A massive emperor penguin colony is struggling to recover from a suspected catastrophe which saw thousands of chicks drown when sea-ice where they were being raised was destroyed by severe weather.
Scientists have become increasingly concerned over Antarctica’s second-biggest breeding ground for the birds, where virtually nothing has hatched for the past three years, according to a study in Antarctic Science.
Usually, 15,000 to 24,000 breeding pairs of emperor penguins - around 8% of the global population - flock yearly to a breeding site at Halley Bay in Antartica but almost none have visited since 2016.
A 2014 study by Woods Hole Oceanographic Institution projected that because of climate change the global population of emperor penguins will likely fall by at least 19% by the year 2100, mirroring the struggle many species are facing across the globe.
The author of the study, Phil Trathan said a super strong El Nino — a natural cyclical warming of the central Pacific that changes weather worldwide — melted sea ice more than usual and exposed the fast ice to wind and waves.
This made made the breeding home less stable, and appears to have been what caused the sudden decline in the chick population in 2016.
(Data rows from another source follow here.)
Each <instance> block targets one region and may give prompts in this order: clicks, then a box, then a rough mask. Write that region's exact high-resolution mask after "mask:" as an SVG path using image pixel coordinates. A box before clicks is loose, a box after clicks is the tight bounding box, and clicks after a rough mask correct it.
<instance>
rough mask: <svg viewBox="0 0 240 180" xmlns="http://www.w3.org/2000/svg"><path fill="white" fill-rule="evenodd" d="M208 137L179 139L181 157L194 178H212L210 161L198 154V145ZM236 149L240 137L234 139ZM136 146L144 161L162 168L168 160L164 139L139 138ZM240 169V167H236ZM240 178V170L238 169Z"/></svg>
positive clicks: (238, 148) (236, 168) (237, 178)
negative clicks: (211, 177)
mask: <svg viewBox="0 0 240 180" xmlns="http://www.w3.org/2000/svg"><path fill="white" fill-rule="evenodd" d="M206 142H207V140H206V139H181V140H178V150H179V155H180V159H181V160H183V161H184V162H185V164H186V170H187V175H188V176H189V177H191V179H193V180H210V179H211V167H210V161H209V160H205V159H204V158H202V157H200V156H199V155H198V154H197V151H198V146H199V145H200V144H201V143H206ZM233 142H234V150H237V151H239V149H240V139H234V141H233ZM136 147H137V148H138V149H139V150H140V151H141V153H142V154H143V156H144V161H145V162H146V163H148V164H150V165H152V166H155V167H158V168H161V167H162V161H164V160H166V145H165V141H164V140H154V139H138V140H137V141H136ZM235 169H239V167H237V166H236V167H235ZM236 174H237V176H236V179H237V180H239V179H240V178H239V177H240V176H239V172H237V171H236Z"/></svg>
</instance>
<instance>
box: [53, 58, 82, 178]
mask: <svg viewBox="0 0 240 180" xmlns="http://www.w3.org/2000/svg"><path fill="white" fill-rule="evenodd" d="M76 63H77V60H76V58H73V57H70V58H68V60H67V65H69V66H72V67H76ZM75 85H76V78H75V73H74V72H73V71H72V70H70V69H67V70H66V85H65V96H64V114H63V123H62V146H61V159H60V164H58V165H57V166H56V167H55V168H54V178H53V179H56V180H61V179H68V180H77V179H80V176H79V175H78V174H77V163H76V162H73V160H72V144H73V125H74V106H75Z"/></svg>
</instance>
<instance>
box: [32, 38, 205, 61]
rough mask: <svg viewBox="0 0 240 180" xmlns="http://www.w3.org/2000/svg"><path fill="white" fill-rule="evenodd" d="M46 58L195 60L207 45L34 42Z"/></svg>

Stephanie Jenouvrier, a penguin expert at who was not part of the study said sometimes dramatic environmental change can cause a breeding failure like this.
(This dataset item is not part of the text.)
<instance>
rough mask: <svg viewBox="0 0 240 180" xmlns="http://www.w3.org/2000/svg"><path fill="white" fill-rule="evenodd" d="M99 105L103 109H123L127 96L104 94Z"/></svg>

The breeding pair population has increased significantly at a nearby breeding ground, but the study’s author said it is nowhere near the amount missing at Halley Bay.
“We’ve never seen a breeding failure on a scale like this in 60 years,” said Mr Trathan, head of conservation biology at the British Antarctic Survey.
“It’s unusual to have a complete breeding failure in such a big colony.”
Black-and-white with yellow ears, emperor penguins are the largest penguin species weighing up to 40 kilograms and living about 20 years.
Pairs breed in some of the harshest winter conditions on earth, with the male incubating their egg.
In 2016 and 2017, there was no breeding in Halley Bay and last year there was just a bit, the study found.
The nearby Dawson-Lambton breeding area, which had been home to a couple thousand pairs, increased to 11,117 pairs in 2017 and 14,612 pairs in 2018, which is good news but does not make up for the loss at Halley Bay.
What is troubling is not that part of the colony has moved to Dawson-Lambton, it is that scientists thought of Halley Bay as a climate change refuge in one of the coldest areas of the continent “where in the future you expect to always have emperors,” Mr Trathan said.